Even though I’ve known the change was coming for a while now, I am mostly unprepared for a future in the dark. I purchased a reader—an amazing little machine that will let me hear the text of books, magazines, and newspapers. It’s not the same thing as reading the words myself, but I’ll get used to the strange, mechanical voice, and I guess I’ll learn to ignore the peculiar cadence and rhythm. It’s like learning a new language, in a way. I know that there’s as much meaning as was there in the words before, but for a while, the eerie form they take is a distraction.

I hear Saul’s truck in the street outside. While I still can, I go to the window to watch him get out of his little pickup and climb the steps to the porch. Then I return to my chair. I keep my eyes closed and listen for the sound of the front door. I count his footsteps on the stairs. I hear his key turning in the lock. The sound of his sneakers crossing the hardwood of the living room floor. I wait for the touch of his hand on my arm and the feeling of his stubble on my cheek. Then I open my eyes and we go to work.


Note: The assignment was to “write blind”—to find a way to compose without being able to see the paper or computer screen, in the interest of accessing “a deeper part of your creativity and/or intelligence.” I use a variation on this approach in my daily writing exercises.

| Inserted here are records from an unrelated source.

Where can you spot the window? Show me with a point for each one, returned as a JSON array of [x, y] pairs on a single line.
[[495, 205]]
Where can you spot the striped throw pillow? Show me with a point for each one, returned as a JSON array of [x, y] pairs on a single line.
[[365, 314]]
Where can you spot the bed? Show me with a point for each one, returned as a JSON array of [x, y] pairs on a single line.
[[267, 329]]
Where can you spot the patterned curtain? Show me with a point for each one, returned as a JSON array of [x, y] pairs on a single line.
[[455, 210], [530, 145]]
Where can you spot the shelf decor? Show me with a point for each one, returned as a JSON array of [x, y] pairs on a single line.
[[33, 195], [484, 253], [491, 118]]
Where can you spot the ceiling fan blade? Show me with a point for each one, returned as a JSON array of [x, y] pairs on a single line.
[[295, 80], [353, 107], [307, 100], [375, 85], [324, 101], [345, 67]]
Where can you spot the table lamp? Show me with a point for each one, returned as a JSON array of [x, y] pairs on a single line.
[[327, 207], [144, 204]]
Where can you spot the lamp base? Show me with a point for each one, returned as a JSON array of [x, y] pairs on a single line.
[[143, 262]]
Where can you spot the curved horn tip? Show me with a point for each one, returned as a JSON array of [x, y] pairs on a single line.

My near vision is very poor, so when I take off my reading glasses, I can’t see much of what I’m doing. A little blindness helps keep my inner editor on his leash until I’m ready to turn him loose.

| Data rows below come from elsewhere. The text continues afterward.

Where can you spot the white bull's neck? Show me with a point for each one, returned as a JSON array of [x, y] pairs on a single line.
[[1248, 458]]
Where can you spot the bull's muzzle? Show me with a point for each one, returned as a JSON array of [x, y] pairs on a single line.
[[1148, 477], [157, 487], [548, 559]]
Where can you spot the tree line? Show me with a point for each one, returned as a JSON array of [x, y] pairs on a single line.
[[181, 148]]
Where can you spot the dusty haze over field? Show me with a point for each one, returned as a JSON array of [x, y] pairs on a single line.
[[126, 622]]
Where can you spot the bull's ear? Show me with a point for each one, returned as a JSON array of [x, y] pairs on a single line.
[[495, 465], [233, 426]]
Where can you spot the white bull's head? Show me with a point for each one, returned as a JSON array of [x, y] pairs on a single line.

Today I added a fresh dimension by taking Max’s suggestion to write with the monitor brightness turned all the way down. But when I turned it back up at the end to give this text a read, I decided that the mistakes didn’t contribute much to the verisimilitude of the piece; they were more distracting than interesting. So I edited them out.

© 2008 Edward F. Gumnick

1 comment to 50/50 Exercise #39: Writing Blind

  • Gayle, the cheerleader

    So you wrote blind about going blind. That is an unusual way to treat the topic. Funny, as I read I didn’t think about the blindness so much as the narrator’s sadness about going blind. The poignant sense of loss described or implied was touching.